Die Logik der Leistungsgruppen-Ansteuerung über die Fachabteilung mit der längsten Verweildauer ermöglicht es aber offenbar, Schlupflöcher zu finden. So bieten sich vermutlich Möglichkeiten unveränderter Leistungserbringung durch Diabetesspezialkliniken, aber zugleich kann eine weitere Konzentration von Diabetologien umgangen werden. Dies widerspricht dem eigentlichen Ziel des KHVVG. Gleichzeitig hat das InEK dadurch in der Diabetologie sehr smart einen ungewollten Komplettkahlschlag verhindert.
Wie beurteilen Sie die geplante Verknüpfung der Leistungsgruppen mit der Vergütungsreform und den neuen Vorhaltepauschalen?

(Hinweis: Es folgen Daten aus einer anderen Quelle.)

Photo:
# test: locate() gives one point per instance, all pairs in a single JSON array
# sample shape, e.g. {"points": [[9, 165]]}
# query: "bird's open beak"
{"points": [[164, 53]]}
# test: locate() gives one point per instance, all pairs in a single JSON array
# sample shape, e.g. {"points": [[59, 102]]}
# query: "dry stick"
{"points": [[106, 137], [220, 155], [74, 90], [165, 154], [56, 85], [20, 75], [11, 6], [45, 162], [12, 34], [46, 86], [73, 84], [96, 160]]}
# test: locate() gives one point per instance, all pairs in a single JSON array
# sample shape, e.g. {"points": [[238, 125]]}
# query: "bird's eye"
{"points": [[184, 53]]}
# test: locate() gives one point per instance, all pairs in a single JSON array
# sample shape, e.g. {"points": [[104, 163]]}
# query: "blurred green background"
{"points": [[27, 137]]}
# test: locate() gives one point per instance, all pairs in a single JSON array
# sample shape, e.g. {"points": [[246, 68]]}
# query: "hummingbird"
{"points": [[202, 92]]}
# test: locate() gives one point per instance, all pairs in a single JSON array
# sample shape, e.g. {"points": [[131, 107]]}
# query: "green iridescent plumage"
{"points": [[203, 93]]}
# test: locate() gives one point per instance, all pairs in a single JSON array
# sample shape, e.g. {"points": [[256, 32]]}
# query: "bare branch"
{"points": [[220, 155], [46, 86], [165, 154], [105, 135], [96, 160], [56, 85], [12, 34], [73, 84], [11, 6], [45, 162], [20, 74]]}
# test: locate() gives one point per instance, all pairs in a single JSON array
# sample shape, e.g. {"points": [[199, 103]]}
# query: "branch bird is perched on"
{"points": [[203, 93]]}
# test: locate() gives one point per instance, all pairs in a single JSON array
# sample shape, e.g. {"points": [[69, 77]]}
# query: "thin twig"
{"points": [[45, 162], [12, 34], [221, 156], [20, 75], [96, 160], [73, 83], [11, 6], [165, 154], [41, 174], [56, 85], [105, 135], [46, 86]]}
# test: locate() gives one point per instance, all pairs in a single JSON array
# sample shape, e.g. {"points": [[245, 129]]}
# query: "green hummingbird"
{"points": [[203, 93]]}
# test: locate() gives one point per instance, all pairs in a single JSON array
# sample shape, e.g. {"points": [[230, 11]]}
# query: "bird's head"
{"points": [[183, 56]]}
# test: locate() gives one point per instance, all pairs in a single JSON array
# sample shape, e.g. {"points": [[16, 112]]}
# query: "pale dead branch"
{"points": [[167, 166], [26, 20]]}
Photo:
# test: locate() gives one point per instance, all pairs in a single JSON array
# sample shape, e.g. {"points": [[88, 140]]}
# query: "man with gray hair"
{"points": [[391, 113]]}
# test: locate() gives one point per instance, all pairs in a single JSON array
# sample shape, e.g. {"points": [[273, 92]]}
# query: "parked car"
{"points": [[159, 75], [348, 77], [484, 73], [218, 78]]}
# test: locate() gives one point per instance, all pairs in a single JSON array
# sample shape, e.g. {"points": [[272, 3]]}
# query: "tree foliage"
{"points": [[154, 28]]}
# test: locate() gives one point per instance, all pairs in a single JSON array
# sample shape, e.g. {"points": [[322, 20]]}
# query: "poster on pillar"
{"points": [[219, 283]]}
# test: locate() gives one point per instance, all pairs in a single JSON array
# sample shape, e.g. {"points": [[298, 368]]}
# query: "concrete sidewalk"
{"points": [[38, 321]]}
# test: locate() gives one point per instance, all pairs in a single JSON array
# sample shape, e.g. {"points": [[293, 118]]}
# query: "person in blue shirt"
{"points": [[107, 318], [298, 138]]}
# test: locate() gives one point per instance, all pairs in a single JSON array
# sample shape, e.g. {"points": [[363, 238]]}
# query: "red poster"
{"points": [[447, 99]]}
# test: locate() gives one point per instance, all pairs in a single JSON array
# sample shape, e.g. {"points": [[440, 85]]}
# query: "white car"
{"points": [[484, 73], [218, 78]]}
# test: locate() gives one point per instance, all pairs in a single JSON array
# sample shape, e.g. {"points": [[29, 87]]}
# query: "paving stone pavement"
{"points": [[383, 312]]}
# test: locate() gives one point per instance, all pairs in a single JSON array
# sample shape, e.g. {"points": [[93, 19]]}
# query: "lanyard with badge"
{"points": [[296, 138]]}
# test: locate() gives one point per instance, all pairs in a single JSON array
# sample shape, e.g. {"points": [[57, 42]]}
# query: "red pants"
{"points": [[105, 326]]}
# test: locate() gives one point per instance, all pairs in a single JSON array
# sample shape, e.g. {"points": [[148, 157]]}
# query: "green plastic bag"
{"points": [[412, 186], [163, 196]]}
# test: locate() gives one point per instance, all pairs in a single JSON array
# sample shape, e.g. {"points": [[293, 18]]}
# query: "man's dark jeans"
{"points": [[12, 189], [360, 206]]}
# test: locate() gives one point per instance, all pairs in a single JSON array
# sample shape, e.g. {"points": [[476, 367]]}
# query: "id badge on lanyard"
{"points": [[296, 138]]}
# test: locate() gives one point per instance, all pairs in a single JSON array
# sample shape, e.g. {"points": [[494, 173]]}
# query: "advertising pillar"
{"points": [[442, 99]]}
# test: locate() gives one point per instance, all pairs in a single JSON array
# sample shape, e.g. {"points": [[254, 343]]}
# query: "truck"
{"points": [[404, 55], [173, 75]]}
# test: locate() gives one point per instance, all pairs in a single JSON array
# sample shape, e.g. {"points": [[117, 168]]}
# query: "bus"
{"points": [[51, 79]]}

Die Kopplung der Vergütung an die Leistungsgruppen ist meiner Ansicht nach schwierig. Man wird sehen müssen, was die nächste Bundesregierung damit machen wird. Die Regierung wird prüfen müssen, ob in bestimmten Gebieten ein entsprechender Kahlschlag gewollt ist oder ob im Sinne der Patientinnen und Patienten extra Lösungen gerade für Fachkliniken gefunden werden müssen – auch wenn diese Lösungen für mehr Bürokratie sorgen können.
Denn wenn ich bereits einige Probleme bei der Zuteilung der Leistungsgruppen finde, dann haben andere Kliniken auch mit Herausforderungen zu kämpfen. Wir sollten uns deshalb die Zeit nehmen, über diese Systematik nochmal in Ruhe nachdenken zu können, um am Ende nicht mit zu vielen Kollateralschäden konfrontiert zu sein.